I'm wondering how much state Apache Flink uses for Top-N queries and tables in general.
First, I'm using Flink SQL to process messages from a Kafka topic:
CREATE TABLE purchases (
country STRING,
product STRING
) WITH (
'connector' = 'kafka',
'topic' = 'purchases',
'properties.bootstrap.servers' = 'kafka:29092',
'value.format' = 'json',
'properties.group.id' = '1',
'scan.startup.mode' = 'earliest-offset'
);
I also initialized a JDBC connector:
CREATE TABLE aggregations (
`country` STRING,
`product` STRING,
`purchases` BIGINT NOT NULL,
PRIMARY KEY (`country`, `product`) NOT ENFORCED
) WITH (
'connector' = 'jdbc',
'url' = 'jdbc:postgresql://postgres:5432/postgres?&user=postgres&password=postgres',
'table-name' = 'aggregations'
);
Finally I start the aggregation:
insert into aggregations
SELECT `country`, `product`, `purchases`
FROM (
SELECT *,
ROW_NUMBER() OVER (PARTITION BY country ORDER BY `purchases` DESC) AS row_num
FROM (select country, product, count(*) as `purchases` from purchases group by country, product))
WHERE row_num <= 3;
From Flink state management docs is says:
Conceptually, source tables are never kept entirely in state.
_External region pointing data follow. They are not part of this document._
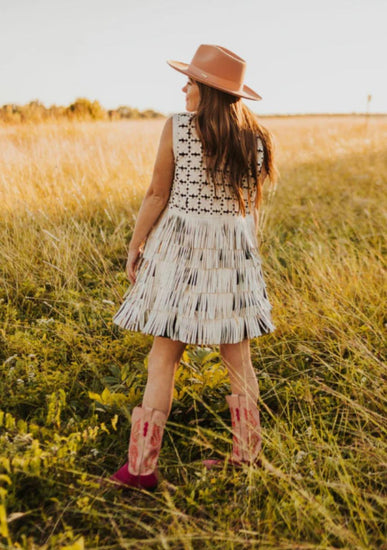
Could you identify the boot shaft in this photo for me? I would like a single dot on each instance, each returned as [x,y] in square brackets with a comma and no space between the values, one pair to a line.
[246,428]
[145,439]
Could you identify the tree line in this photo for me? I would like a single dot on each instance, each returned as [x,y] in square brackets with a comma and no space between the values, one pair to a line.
[81,109]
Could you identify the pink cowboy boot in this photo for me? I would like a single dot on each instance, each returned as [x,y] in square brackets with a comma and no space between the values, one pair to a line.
[246,430]
[144,448]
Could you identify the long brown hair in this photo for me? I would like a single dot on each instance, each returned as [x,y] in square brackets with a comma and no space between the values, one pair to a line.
[228,131]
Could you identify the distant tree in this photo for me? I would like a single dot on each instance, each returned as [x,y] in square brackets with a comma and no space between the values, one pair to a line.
[83,109]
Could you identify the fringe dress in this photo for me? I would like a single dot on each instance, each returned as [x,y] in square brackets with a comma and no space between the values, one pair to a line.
[199,278]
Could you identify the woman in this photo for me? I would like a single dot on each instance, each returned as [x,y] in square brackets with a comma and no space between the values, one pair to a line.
[193,258]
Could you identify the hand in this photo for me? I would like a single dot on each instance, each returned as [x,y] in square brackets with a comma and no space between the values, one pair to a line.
[134,256]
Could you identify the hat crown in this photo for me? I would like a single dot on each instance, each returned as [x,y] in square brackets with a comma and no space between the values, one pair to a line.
[218,62]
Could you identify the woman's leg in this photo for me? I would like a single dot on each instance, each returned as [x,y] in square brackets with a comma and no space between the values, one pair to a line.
[163,360]
[148,420]
[243,379]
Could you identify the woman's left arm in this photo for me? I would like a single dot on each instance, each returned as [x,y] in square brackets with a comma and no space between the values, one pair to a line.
[155,200]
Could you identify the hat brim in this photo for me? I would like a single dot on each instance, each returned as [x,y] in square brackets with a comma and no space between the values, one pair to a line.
[245,92]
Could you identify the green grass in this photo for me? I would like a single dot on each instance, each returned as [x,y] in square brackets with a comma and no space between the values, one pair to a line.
[69,378]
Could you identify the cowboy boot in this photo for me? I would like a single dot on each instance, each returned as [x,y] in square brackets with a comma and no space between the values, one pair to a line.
[246,430]
[144,448]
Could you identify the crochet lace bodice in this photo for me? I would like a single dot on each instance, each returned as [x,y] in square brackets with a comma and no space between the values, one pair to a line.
[191,193]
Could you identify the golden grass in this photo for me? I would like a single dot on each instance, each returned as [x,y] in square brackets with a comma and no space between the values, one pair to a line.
[69,195]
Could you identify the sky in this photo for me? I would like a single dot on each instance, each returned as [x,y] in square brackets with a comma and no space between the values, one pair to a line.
[303,56]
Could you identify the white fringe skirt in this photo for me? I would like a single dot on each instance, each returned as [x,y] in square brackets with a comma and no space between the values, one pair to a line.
[199,280]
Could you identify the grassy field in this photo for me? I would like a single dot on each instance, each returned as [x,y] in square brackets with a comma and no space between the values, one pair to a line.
[69,378]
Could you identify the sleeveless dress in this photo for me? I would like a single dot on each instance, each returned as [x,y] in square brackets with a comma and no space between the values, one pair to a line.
[199,279]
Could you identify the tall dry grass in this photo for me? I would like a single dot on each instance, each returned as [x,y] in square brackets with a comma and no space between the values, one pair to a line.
[69,195]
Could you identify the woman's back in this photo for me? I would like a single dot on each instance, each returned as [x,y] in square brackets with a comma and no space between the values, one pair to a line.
[200,279]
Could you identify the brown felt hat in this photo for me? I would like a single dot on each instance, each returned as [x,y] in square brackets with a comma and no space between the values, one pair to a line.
[219,68]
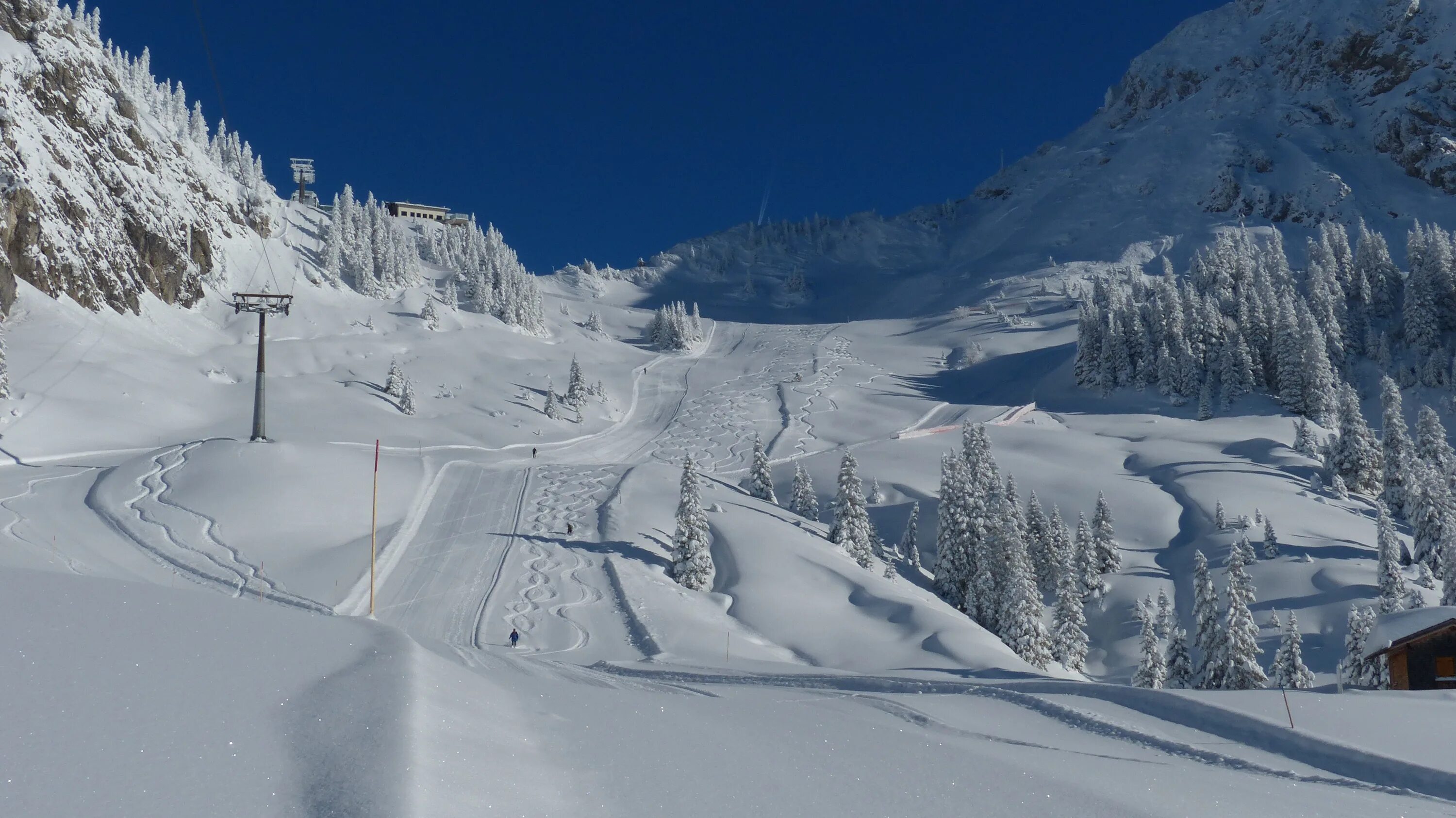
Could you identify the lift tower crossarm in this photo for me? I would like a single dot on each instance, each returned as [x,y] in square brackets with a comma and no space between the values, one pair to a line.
[264,305]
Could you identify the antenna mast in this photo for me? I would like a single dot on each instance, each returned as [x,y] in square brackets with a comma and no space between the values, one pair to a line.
[264,305]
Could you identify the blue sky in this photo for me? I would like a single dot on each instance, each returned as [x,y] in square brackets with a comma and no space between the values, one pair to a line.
[611,131]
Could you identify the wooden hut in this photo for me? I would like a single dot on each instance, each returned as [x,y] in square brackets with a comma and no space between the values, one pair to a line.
[1420,645]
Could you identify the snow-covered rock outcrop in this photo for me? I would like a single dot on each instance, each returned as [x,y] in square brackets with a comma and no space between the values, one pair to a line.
[1282,113]
[110,185]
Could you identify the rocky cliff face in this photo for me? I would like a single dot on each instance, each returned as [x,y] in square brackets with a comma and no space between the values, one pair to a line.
[110,185]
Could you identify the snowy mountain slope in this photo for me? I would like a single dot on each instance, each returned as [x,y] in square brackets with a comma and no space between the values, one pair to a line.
[111,187]
[1272,111]
[795,683]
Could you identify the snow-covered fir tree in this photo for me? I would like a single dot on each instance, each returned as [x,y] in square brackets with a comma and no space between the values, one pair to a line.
[1449,574]
[1151,669]
[1289,669]
[1069,638]
[1270,539]
[1178,661]
[1432,444]
[1241,655]
[497,284]
[761,475]
[1164,615]
[803,500]
[1087,561]
[876,494]
[1429,510]
[1209,637]
[692,540]
[910,540]
[1304,437]
[452,294]
[1395,447]
[1020,618]
[673,329]
[1356,455]
[1042,545]
[576,386]
[1388,565]
[395,380]
[407,398]
[1356,669]
[852,530]
[1109,554]
[5,370]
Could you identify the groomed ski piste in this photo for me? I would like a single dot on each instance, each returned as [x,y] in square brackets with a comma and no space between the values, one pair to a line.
[188,613]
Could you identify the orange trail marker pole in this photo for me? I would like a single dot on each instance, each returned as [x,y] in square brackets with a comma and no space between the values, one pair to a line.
[373,527]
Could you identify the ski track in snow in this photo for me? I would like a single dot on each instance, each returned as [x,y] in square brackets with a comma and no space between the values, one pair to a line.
[17,517]
[567,494]
[715,427]
[187,539]
[1362,770]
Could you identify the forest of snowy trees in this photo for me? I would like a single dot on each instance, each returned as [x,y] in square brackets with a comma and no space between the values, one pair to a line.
[378,255]
[1242,321]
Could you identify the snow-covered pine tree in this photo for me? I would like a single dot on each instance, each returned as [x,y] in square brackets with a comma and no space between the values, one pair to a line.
[803,500]
[1109,554]
[407,398]
[1151,669]
[1020,618]
[1069,637]
[1432,444]
[1241,657]
[876,495]
[1164,615]
[692,556]
[1270,539]
[576,386]
[1040,545]
[1178,661]
[1357,670]
[1289,669]
[1429,510]
[1388,567]
[852,530]
[395,380]
[1087,559]
[1205,404]
[910,540]
[1304,439]
[452,294]
[1449,573]
[1209,635]
[5,370]
[1395,447]
[761,475]
[1355,452]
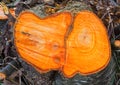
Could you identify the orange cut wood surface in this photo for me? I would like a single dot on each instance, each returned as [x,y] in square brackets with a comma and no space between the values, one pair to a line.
[2,14]
[88,49]
[40,42]
[58,42]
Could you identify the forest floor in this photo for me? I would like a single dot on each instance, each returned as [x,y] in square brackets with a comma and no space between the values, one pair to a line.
[107,10]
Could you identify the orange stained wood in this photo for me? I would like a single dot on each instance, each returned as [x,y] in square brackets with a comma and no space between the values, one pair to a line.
[2,14]
[117,43]
[40,42]
[88,49]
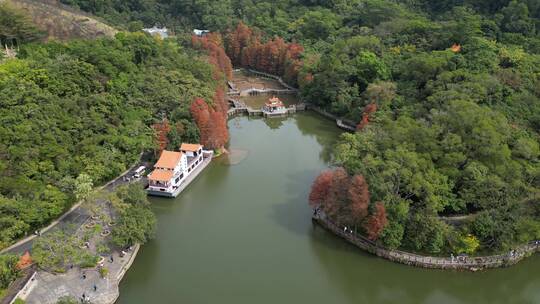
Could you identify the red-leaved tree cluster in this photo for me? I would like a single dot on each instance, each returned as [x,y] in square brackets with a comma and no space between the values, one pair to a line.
[160,135]
[213,44]
[212,120]
[346,200]
[212,124]
[246,48]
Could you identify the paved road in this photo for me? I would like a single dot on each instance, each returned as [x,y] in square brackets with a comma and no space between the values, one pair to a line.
[75,218]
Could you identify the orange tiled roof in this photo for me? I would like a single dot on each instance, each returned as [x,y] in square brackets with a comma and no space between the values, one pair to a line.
[159,175]
[168,159]
[24,261]
[190,147]
[274,101]
[456,48]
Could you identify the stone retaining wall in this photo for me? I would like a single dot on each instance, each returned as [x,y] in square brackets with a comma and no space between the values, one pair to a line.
[412,259]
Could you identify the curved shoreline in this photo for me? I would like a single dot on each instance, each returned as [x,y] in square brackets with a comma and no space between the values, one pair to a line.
[431,262]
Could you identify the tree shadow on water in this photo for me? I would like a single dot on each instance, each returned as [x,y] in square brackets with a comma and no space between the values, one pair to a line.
[294,212]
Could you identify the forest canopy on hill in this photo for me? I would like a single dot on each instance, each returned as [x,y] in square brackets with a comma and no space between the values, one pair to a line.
[80,112]
[446,95]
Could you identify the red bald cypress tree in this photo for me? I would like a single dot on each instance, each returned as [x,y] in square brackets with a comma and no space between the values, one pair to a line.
[246,48]
[358,198]
[376,222]
[213,44]
[337,195]
[161,130]
[320,188]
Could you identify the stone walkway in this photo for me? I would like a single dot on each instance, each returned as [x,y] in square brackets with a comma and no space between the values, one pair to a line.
[48,288]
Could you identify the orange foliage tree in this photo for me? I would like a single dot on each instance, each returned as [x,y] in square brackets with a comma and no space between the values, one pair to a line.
[246,48]
[359,198]
[341,197]
[161,130]
[212,124]
[212,121]
[213,44]
[320,187]
[376,222]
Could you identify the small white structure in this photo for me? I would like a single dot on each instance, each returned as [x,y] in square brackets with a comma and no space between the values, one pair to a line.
[274,106]
[139,172]
[173,168]
[200,33]
[156,31]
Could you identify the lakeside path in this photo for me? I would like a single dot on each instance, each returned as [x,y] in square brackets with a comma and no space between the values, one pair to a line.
[72,219]
[47,288]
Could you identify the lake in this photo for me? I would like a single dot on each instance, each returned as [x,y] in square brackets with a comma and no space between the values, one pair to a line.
[242,233]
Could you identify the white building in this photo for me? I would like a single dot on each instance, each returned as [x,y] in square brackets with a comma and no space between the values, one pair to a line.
[200,33]
[173,168]
[156,31]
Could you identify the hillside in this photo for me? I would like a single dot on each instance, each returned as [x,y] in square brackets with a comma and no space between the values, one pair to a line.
[61,22]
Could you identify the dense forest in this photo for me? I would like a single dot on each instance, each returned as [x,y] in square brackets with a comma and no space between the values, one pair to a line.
[81,112]
[446,95]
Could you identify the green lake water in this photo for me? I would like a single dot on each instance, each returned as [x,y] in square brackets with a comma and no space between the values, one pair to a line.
[242,233]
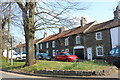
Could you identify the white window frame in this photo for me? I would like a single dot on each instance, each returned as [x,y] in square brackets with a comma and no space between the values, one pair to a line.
[77,41]
[66,41]
[53,52]
[97,36]
[53,44]
[97,50]
[41,46]
[47,45]
[62,50]
[57,51]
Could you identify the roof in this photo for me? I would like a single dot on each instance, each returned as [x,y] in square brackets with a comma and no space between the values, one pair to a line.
[24,44]
[67,33]
[105,25]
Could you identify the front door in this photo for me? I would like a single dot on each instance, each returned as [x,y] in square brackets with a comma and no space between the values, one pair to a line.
[89,53]
[79,53]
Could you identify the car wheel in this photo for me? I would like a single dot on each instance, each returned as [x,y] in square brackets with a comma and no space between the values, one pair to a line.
[67,60]
[17,58]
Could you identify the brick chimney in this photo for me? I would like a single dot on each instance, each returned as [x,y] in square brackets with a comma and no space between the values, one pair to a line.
[83,21]
[61,29]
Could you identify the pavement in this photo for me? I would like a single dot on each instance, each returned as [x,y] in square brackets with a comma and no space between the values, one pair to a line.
[113,75]
[14,76]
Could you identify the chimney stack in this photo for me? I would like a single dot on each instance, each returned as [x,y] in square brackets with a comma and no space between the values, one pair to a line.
[83,21]
[61,29]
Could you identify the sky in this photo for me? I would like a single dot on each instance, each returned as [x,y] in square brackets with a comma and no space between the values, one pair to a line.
[97,10]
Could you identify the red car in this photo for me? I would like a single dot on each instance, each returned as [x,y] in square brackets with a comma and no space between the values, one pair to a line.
[65,56]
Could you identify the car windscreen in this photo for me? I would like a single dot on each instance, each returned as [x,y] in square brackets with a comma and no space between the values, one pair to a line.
[115,51]
[23,52]
[67,53]
[44,54]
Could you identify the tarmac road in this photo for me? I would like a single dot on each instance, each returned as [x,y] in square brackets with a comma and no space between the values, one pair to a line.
[13,76]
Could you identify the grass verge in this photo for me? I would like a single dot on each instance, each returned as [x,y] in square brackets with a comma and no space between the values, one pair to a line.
[56,65]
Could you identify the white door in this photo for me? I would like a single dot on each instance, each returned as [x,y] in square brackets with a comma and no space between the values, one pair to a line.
[89,53]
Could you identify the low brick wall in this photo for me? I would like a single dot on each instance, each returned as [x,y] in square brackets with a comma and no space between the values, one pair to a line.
[78,73]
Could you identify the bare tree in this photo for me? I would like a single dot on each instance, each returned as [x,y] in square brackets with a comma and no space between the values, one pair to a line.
[43,15]
[3,19]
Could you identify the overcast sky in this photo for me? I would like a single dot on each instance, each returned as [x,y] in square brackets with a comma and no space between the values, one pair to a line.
[100,11]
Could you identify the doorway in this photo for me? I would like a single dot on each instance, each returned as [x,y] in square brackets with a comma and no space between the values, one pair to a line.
[79,53]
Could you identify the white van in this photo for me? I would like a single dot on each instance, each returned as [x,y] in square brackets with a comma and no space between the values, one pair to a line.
[14,54]
[22,55]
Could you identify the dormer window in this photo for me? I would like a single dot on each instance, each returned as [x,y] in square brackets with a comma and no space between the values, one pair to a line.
[77,39]
[53,44]
[66,42]
[98,36]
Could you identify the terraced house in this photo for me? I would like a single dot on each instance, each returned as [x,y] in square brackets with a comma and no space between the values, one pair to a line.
[88,41]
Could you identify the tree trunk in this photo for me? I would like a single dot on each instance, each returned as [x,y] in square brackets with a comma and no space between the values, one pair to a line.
[28,19]
[0,38]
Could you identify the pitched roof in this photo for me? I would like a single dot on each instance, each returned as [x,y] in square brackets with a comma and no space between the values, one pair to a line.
[67,33]
[21,45]
[24,44]
[105,25]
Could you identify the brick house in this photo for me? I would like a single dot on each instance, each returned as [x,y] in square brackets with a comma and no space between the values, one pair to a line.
[99,39]
[88,41]
[66,40]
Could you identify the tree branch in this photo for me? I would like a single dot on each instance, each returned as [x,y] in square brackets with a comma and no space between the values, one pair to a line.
[20,5]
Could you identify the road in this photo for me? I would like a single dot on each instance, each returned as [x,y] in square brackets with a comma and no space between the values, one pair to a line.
[7,75]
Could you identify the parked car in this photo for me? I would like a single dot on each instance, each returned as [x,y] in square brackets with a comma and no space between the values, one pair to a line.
[22,55]
[114,56]
[43,56]
[65,56]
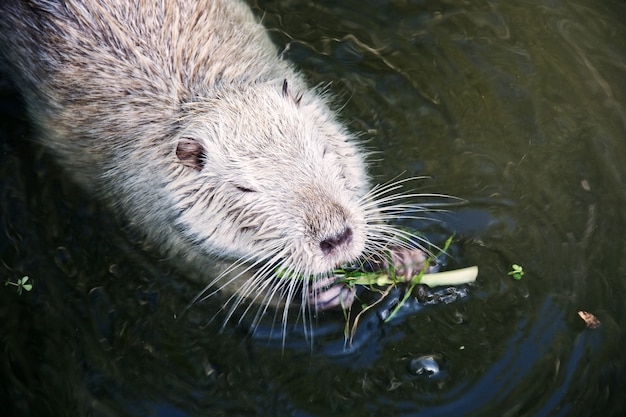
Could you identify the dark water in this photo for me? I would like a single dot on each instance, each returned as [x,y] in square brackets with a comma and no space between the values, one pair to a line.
[518,107]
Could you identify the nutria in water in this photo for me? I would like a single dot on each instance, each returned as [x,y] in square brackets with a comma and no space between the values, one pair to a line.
[182,117]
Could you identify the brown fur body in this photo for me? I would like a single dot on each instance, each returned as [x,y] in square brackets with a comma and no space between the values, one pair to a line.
[181,116]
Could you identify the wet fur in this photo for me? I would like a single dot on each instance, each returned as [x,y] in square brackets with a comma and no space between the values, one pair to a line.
[183,118]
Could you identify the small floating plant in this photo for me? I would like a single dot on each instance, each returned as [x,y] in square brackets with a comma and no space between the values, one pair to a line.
[384,281]
[22,284]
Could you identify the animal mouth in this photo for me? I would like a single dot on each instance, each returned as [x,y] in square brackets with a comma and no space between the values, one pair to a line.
[334,244]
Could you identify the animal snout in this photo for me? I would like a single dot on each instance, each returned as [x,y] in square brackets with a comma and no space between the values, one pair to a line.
[329,244]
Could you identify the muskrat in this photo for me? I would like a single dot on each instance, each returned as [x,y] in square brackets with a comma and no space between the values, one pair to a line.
[183,118]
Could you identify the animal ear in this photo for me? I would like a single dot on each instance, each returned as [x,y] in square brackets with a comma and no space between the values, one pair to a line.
[189,151]
[287,94]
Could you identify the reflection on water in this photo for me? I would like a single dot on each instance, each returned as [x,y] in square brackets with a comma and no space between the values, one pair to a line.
[518,108]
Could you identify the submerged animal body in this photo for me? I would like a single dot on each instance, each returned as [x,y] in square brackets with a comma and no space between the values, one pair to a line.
[182,117]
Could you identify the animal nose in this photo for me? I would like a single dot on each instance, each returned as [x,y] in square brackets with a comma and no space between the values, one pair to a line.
[328,245]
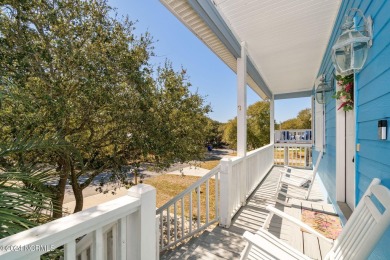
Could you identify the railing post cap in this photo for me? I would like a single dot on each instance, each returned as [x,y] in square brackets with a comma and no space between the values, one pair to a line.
[138,190]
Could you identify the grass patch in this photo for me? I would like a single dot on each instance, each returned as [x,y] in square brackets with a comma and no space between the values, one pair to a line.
[168,186]
[209,165]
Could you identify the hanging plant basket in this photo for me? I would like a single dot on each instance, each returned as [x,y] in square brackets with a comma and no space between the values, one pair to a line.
[345,94]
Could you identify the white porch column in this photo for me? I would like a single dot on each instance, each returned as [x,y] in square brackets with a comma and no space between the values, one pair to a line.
[272,120]
[241,103]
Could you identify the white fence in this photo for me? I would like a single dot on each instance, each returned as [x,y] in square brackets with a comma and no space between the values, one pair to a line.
[189,212]
[239,177]
[118,229]
[125,228]
[295,155]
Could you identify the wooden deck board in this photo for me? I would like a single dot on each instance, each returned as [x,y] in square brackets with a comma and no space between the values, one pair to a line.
[228,243]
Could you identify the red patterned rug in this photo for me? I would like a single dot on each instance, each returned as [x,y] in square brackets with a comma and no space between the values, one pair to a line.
[328,225]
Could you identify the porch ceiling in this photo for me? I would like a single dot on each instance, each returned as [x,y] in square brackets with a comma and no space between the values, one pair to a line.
[285,39]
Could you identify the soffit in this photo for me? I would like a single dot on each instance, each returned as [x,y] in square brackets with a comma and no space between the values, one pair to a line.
[195,23]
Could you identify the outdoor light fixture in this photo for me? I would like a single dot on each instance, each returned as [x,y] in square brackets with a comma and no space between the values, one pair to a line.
[322,89]
[350,50]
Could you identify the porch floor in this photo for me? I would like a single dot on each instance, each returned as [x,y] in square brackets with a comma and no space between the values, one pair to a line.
[227,243]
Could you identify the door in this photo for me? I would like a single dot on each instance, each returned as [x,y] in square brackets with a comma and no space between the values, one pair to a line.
[350,159]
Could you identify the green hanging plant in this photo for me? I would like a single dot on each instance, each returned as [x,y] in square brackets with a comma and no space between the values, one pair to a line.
[345,94]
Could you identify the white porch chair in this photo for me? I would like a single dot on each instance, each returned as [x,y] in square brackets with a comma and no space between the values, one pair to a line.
[356,241]
[299,181]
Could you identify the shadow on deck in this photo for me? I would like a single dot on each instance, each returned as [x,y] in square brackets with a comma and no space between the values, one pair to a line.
[227,243]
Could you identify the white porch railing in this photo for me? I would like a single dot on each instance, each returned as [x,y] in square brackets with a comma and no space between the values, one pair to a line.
[296,155]
[239,177]
[293,136]
[118,229]
[189,212]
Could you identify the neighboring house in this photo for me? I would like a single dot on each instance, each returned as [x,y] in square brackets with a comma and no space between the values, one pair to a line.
[280,48]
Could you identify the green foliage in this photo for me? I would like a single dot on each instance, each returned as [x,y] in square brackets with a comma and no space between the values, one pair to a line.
[214,132]
[25,200]
[345,94]
[302,121]
[74,71]
[230,133]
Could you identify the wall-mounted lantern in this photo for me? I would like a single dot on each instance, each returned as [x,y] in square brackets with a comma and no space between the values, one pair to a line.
[349,53]
[322,90]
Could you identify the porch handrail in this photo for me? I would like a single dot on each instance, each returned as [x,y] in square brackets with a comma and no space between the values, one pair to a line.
[239,177]
[125,213]
[168,237]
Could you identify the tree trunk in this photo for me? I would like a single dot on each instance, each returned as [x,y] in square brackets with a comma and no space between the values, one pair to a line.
[77,191]
[58,200]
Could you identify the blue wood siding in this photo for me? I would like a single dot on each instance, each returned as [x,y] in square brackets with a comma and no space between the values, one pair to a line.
[372,104]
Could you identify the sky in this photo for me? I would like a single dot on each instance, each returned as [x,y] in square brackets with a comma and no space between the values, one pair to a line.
[209,76]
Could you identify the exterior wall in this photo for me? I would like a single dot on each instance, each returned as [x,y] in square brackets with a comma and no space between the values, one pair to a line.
[372,104]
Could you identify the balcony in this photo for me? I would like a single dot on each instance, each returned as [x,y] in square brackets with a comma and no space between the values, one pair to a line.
[129,227]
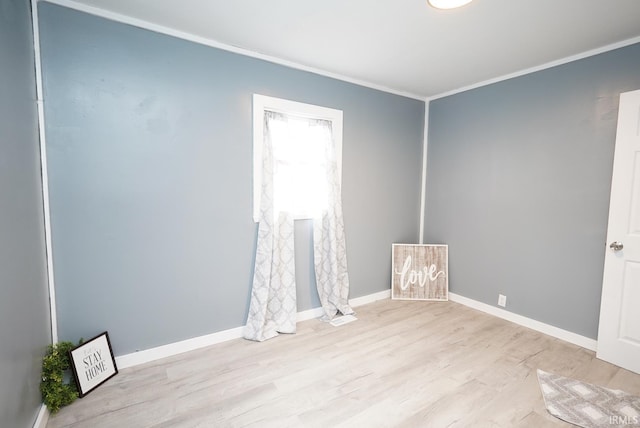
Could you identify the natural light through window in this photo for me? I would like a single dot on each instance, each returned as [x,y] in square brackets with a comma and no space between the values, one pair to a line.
[303,138]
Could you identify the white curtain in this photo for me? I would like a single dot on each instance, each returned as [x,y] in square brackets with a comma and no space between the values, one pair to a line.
[273,297]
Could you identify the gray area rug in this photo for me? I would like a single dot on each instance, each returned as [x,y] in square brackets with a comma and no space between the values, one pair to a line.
[588,405]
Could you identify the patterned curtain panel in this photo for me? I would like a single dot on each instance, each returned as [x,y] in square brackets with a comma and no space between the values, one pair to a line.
[273,296]
[329,244]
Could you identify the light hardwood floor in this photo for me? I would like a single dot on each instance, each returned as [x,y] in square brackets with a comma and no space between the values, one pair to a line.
[402,364]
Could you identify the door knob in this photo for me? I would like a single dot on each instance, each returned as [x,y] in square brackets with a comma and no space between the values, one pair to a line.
[616,246]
An implementer deals with logical tables (i.e. dynamic tables). Their state requirements depend on the used operations.
So do I understand correctly that Flink doesn't save the rows of purchases
table from Kafka connector?
More importantly, in aggregation:
select country, product, count(*) as `purchases` from purchases group by country, product
does Flink keep every country, product key in state?
Flink will convert SQL/Table API into DataStream/DataSet operators. E.g. for the purchases
table in SQL, it will be converted into FlinkKafkaConsumer
in DataStream.
You are right. Flinks does not save the data from Flink into state, but instead, saving Kafka offset into state.
For the select and group by
statement, yes, Flink will save the keys and values(count) in states.